What made me go to an allergist? In addition to personal and family history, I felt my environmental allergies had been getting worse over the past few years, and that it included stuffy noses and sore throats that didn’t really follow any allergy season. (This site suggests that could be a mold allergy, which probably explains some of it, and why I’m allergic to damp basements.) I sometimes had irritation around my lips and the roof of my mouth that wasn’t consistent with benign effects such as from salty, spicy, or acidic foods, but couldn’t pinpoint the offending food. Also, Hannah has been tested for allergies several times starting with a concern raised at day care when she was 1, with consistently inconclusive results.

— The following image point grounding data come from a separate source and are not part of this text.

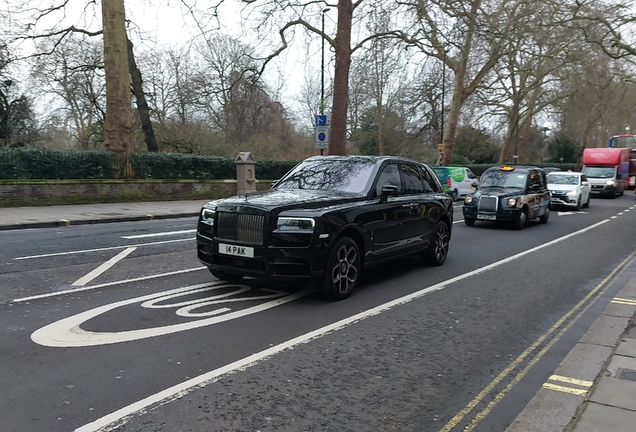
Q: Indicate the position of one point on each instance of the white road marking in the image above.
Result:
(100, 249)
(92, 287)
(68, 332)
(120, 416)
(102, 268)
(159, 234)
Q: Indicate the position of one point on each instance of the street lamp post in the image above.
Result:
(322, 68)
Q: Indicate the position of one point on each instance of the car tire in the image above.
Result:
(521, 222)
(221, 275)
(342, 270)
(437, 250)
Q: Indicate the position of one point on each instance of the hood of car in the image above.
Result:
(558, 187)
(287, 199)
(498, 192)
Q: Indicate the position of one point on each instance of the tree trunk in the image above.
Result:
(118, 118)
(338, 130)
(142, 104)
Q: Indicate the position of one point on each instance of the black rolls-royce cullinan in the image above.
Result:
(326, 219)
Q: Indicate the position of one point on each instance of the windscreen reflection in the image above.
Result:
(350, 175)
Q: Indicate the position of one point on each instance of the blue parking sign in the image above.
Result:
(321, 120)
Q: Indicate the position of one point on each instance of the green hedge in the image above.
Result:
(43, 164)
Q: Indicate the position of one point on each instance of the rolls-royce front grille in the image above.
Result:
(488, 204)
(240, 227)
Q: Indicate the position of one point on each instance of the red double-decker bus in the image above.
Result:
(626, 141)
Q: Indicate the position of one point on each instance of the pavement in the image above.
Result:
(592, 390)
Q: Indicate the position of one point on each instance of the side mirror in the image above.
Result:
(387, 191)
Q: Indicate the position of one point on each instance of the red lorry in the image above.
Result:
(607, 170)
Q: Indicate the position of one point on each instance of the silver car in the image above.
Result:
(569, 189)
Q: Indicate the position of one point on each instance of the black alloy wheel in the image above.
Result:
(437, 250)
(221, 275)
(342, 271)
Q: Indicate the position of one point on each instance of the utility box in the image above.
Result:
(245, 173)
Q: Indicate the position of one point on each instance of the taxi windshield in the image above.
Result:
(502, 179)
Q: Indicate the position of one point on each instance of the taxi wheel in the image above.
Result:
(438, 248)
(521, 222)
(221, 275)
(342, 271)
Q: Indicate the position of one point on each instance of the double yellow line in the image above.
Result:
(454, 422)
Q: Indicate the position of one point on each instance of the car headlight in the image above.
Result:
(295, 223)
(207, 215)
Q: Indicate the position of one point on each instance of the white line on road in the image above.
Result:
(159, 234)
(92, 287)
(102, 268)
(100, 249)
(120, 416)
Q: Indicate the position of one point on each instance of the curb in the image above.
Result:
(563, 398)
(65, 223)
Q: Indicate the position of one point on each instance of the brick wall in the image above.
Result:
(39, 192)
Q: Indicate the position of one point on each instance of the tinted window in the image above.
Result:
(412, 180)
(390, 174)
(430, 182)
(343, 175)
(503, 179)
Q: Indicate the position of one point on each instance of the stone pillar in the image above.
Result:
(245, 173)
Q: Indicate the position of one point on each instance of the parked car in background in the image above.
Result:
(326, 220)
(513, 194)
(457, 181)
(548, 170)
(570, 189)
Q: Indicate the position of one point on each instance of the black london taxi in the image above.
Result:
(327, 219)
(512, 194)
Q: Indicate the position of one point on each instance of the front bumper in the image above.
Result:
(604, 190)
(502, 215)
(268, 262)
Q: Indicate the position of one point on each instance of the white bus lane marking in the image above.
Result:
(102, 268)
(68, 332)
(159, 234)
(101, 249)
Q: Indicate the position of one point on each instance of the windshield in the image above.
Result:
(599, 172)
(342, 175)
(563, 179)
(503, 179)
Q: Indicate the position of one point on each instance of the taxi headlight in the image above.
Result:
(207, 215)
(295, 223)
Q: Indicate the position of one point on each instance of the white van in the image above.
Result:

Results have been mixed. I’ve been avoiding foods and taking non-drowsy over-the-counter antihistamines (Claritin or Zyrtec, or more likely the store brand) on a regular basis with good effect. Along with a medication for migraines prescribed by my primary care doctor, I’m feeling better than I have in years. I really feel “clear,” like on the Claritin and Zyrtec TV ads. With the exception of corn, which is an ingredient in everything but I’m barely allergic to it, all of the food allergens are pretty easy to avoid. Essentially, I have some environmental allergies and some fortunately mild food allergies, and I can feel better by avoiding the foods but probably won’t have any bad reaction if I somehow consume one from cross contamination.

However, I have a lot of anxiety now. My allergist prescribed an EpiPen, which I was told I’d probably never need. I should think of it like a life insurance policy, that I don’t often think about and can relax knowing I have it, but it serves more as a reminder that there is a small but clinically significant chance I could die from this. I’ve had a panic attacks that were most likely caused by my (psychologically) overreacting to some insignificant, non-allergy itch, like one time when my tounge felt itchy after eating some salty pretzels. I may have even been reacting to general stress–the incident with the pretzels happened during a particularly stressful time at home and work. Unfortunately, taking Benadryl, which can be indicated for a real allergic reaction, can make you jittery, hypertensive, and unable to concentrate all at the same time; in other words, it makes a little panic attack much worse. Rationally, my anxiety is out of proportion to the reality of the allergies, but that’s not how it feels sometimes. So, I take a deep breath, remind myself that I’m not having trouble breathing, and that there are people around who would take me to the hospital or call 911 if I needed it.

I write this in the hope that it will explain to friends and family (who might see me picking at food, etc.) what’s going on; and also in the hopes that it will be useful to someone else with similar issues out there on the Internet. (Note: This is a partial description of my patient experience; feel free to compare notes but more importantly get advice from a good doctor.) Plus, it’s a good way to deal with the issues in my head. There is more I want to write: about what I eat; social/political issues of food allergies; allergies vs. kashrut and other physically and spiritually healthy ways to eat; and maybe even some recipes. But I so rarely get a chance to write as it is, so I’ll save rest for some other time.